I'm trying to configure a CloudCore Router with 6.38.1 SW to act as a Gateway for a OpenContrail cloud SDN in a lab environment, where buying a supported router is not feasible.
Contrail uses MPLS over GRE for encapsulating tenant traffic.
To create a gateway between physical networks and SDN virtual networks, a router is provided with VPN4 routes via BGP.
It then directly transmits traffic to the "vrouters" - routing instances running on each compute host - using the same encapsulation.
I've managed to replicate the required settings but for one thing: The correct remote address for GRE links.
If I only configure the BGP/VPN4-half of things, I get promising packets on the compute node when pinging a VM from an external computer:
- Ethernet -> MPLS -> IPv4 src: external IP, dst: VM IP -> ICMP
- Ethernet -> IPv4 src: Compute2, dst: Compute1 -> GRE -> MPLS -> IPv4 -> ICMP
When following the manual on GRE tunnels, you have to provide 2 seperate sets of IPs:
- those for the underlying, routed network, and
- those for within the tunnel.
Hence I added a secondary IP on the same interface on the compute node, and set this as the GRE tunnel target.
I moved the router's interface that connects to the cloud's data network to a seperate vrf so there is no longer a direct route to the compute node,
and statically added routes for the controllers that communicate via BGP and the secondary IP in the main routing table.

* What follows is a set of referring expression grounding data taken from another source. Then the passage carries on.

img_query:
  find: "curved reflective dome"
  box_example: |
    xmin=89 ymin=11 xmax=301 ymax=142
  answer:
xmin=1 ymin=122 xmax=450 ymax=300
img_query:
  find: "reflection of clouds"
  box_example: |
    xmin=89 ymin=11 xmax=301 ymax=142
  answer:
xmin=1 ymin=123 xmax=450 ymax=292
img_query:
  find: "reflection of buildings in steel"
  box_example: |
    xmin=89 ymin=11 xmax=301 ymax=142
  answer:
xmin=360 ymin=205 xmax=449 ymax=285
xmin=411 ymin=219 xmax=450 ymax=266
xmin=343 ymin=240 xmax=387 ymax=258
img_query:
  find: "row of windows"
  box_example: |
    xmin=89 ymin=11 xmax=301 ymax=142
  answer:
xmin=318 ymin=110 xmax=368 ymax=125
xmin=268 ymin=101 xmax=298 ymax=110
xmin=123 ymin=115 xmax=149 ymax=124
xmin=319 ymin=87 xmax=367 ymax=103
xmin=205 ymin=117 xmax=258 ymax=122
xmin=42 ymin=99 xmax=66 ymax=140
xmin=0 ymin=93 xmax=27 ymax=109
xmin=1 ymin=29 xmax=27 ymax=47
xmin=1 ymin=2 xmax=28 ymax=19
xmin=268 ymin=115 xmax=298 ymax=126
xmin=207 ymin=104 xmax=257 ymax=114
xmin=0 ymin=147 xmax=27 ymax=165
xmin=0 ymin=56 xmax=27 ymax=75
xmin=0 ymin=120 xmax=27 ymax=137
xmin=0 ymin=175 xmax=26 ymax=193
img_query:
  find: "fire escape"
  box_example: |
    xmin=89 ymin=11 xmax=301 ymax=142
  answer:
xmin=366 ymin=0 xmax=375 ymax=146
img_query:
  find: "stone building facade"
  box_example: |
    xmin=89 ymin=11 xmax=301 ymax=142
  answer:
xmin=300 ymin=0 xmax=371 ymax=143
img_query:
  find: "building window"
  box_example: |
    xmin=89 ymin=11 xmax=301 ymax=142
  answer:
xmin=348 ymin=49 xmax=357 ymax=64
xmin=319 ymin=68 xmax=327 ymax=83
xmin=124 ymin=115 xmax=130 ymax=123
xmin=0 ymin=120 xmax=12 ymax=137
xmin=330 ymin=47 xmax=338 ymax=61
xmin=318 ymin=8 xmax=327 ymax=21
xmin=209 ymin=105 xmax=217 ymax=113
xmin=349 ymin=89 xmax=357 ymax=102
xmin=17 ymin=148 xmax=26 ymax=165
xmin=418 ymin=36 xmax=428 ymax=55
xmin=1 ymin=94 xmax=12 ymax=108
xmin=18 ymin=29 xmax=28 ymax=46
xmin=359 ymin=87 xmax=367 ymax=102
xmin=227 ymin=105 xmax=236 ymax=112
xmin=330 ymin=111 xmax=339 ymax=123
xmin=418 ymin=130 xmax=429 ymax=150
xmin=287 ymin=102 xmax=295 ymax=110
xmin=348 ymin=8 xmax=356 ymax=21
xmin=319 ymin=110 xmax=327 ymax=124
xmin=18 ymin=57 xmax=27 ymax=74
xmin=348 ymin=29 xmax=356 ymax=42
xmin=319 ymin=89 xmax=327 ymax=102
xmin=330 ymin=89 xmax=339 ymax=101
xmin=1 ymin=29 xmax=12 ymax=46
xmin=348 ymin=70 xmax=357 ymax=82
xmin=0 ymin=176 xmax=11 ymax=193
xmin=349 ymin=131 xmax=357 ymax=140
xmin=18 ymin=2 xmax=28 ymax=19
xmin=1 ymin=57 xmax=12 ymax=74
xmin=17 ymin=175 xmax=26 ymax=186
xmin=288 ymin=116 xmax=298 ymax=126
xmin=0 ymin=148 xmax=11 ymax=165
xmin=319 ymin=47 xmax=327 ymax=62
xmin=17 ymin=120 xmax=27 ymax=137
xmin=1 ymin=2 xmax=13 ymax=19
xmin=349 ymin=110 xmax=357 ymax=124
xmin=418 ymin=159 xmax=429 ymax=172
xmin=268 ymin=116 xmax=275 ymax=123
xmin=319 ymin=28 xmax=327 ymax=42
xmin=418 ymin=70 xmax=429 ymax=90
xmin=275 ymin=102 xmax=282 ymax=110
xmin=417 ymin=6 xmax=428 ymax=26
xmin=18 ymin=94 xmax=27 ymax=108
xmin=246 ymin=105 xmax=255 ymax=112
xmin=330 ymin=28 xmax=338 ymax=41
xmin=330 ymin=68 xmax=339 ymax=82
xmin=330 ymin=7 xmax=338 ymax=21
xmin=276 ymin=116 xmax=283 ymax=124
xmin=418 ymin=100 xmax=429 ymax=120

While the protocol stack does now fit my requirements
- Ethernet -> IPv4 src: Router, dst: Compute1secondary -> GRE -> MPLS -> IPv4 -> ICMP
While I could try to fix this by employing a NAT between the router and the Computenodes, it seems to be a rather hacky solution, especially since I cannot do a destination NAT for output packets on the same router (since they never get to the prerouted chain), requiring an additional router just for NAT (you cannot use iptables on Contrail compute nodes).
Another rather inelegant solution would be to MitM the BGP requests and change the VPN4 Gateways.
I therefore went ahead and used the same IP for both tunnel remote end and tunnel traffic route.
Understandably, the tunnel begins to flicker active/inactive, since once the tunnel becomes active, the GRE packets will be routed through the tunnel, which is obviously not possible.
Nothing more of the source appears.